1368 Lithuanian raid on Mazovia
| Date | 1368 |
| Location | Mazovia |
| Result | Pułtusk being captured and burned down |

Belligerents
- Grand Duchy of Lithuania: Kingdom of Poland Duchy of Warsaw; Duchy of Rawa; Duchy of Czersk;

Commanders and leaders
- Kęstutis: Siemowit III

= 1368 Lithuanian raid on Mazovia =

1368 Lithuanian raid on Mazovia was an attack of the Grand Duchy of Lithuania on the duchies of Warsaw, Czersk, and Rawa, that were the fielfdoms of the Kingdom of Poland, that took place in 1369. It was led by Kęstutis, Grand Duke of Lithuania.

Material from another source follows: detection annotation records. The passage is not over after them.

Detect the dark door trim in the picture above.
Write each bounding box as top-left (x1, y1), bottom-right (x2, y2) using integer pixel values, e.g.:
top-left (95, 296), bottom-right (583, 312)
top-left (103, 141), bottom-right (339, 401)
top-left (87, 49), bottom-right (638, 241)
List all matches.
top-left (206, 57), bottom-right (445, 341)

During the attack, following the short-lasting siege, Lithuanian forces had captured Pułtusk and castle within it, that was owned by the Płock bishop. The invaders burned down the city, after what they had retreated to Lithuania, before Siemowit III, Duke of Masovia, could organize the counterattack.

== Bibliography ==
- Słownik wojen, bitew i potyczek w średniowiecznej Polsce by Piotr Bunar and Stanisław A. Sroka. Kraków, Universitas publishing house.